被ばく影響 世界に伝える 旧警戒区域で生きる牛たち via 東京新聞

 東京電力福島第一原発の旧警戒区域で被ばくしながら生き続けている牛がいる。家畜としての価値はなくなったが、「殺すには忍びない」と飼育農家の 人々が、避難先から通って世話を続けてきた。そんな牛たちを研究材料として活用するプロジェクトが進行中だ。低レベルの放射線が長期的に動物に与える影響 を調べたデータは世界に類がないという。研究は、人災の犠牲になった牛に生きる役割を与える道でもある。研究グループに同行して、旧警戒区域に入った。

 研究グループは「原発事故被災動物と環境研究会」。岩手大、北里大、東北大などの研究者に獣医師などが加わって二〇一二年九月に設立された。

 今月十七日早朝、大熊町の牧場に向かった。約五ヘクタールの牧場は新緑に包まれていた。柵の中で五十頭の黒毛和牛が草をはんでいる。その向こうに屋根瓦が崩落した無人の家屋群が立っている。

 福島第一原発から五・六キロ。空間線量は毎時一〇マイクロシーベルト。なぜ、こんな場所に今も牧場があるのか。

一一年三月十二日、牧場主の池田光秀さん(53)、美喜子さん(57)夫妻は、「原発が危ない」と聞かされて避難した。牛には「これが最後だよ」とエサをやって泣いた。

 ところが半年後、規制が緩くなり一時帰宅すると、牛たちは生きていた。自力で柵を破り、野草を食べていたのだという。最初は警戒したが、エサをや ると事故前のように寄ってきた。「かわいいもんさ」と池田さん。以来、一時帰宅の頻度が増え、今は毎日、避難先の広野町から夫婦でやってくる。

(略)

池田さんの牛は繁殖も販売も禁止されている。しかも農林水産省が決めた規則で、被ばくした牧草はエサとして与えられない。年間一千万円にも及ぶエサ代がのしかかる。休業補償や賠償があるとはいえ火の車だ。

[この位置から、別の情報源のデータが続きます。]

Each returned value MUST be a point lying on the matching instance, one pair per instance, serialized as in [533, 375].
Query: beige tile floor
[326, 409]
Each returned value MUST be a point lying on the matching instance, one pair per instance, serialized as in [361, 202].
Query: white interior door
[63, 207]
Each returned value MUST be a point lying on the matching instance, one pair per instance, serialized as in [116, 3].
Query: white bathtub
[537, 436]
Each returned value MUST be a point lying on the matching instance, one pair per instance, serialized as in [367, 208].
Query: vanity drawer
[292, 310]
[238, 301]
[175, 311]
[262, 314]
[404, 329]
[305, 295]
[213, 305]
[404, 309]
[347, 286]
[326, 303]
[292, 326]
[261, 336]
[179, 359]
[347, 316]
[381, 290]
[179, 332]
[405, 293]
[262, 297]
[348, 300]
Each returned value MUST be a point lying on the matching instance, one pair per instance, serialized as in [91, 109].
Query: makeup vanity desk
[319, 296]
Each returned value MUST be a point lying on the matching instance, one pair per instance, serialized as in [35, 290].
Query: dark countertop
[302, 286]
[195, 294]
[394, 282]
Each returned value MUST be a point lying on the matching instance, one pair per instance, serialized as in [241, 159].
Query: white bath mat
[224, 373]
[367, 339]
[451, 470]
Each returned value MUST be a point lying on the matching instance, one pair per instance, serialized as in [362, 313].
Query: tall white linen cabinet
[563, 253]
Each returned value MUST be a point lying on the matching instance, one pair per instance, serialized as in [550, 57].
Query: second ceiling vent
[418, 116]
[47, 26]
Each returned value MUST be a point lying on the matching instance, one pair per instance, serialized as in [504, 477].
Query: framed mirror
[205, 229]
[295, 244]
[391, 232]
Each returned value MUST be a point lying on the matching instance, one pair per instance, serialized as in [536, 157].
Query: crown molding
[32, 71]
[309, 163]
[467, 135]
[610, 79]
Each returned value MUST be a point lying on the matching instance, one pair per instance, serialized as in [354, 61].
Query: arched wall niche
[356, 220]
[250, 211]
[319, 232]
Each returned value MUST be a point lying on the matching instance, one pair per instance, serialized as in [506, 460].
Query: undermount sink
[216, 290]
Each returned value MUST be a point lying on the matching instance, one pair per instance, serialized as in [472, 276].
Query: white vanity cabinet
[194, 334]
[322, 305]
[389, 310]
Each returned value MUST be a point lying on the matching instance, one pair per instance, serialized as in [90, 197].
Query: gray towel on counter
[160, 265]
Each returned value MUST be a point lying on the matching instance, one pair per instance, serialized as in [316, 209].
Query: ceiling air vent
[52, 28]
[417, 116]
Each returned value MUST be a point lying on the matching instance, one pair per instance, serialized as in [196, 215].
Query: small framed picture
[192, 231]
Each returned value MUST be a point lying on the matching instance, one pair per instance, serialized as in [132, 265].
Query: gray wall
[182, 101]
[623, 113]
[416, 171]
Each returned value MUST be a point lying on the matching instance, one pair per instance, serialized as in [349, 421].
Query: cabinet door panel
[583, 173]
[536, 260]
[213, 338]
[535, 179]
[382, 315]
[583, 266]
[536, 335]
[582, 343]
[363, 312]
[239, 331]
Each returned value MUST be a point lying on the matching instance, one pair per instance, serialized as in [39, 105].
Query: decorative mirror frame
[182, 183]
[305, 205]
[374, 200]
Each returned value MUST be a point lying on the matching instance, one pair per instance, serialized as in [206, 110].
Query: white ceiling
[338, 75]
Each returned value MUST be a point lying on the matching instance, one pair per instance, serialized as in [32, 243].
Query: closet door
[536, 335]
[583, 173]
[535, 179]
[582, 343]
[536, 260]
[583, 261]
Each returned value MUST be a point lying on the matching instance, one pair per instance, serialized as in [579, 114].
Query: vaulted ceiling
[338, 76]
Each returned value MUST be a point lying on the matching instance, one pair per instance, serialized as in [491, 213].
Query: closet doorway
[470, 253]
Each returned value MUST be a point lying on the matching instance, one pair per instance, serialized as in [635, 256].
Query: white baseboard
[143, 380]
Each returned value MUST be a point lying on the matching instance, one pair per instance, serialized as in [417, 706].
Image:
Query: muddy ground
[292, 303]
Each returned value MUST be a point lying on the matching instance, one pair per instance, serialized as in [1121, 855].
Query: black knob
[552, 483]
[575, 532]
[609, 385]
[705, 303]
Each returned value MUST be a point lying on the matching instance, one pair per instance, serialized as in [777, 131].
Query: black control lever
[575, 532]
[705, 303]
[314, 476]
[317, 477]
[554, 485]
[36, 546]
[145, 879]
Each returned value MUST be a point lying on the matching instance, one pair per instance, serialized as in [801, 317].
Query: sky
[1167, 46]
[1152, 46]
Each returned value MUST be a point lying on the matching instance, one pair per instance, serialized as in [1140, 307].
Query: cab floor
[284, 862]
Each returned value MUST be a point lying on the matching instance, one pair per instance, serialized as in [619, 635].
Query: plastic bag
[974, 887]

 同じような農家は、今も旧警戒区域の中に十軒ほどはあり、牛は五百六十頭もいる。

池田牧場では、岡田啓司・岩手大准教授らを中心に牛のデータ採集が行われた。麻酔をかけた上で、皮膚の一部を切り取った。事故後、牛の体表に白斑が出る現 象があり、放射線との関連を調べるために病理検査をする。また、血液や毛なども採取した。DNA損傷の有無など調べるという。牛の首に小型線量計のガラス バッジも装着した。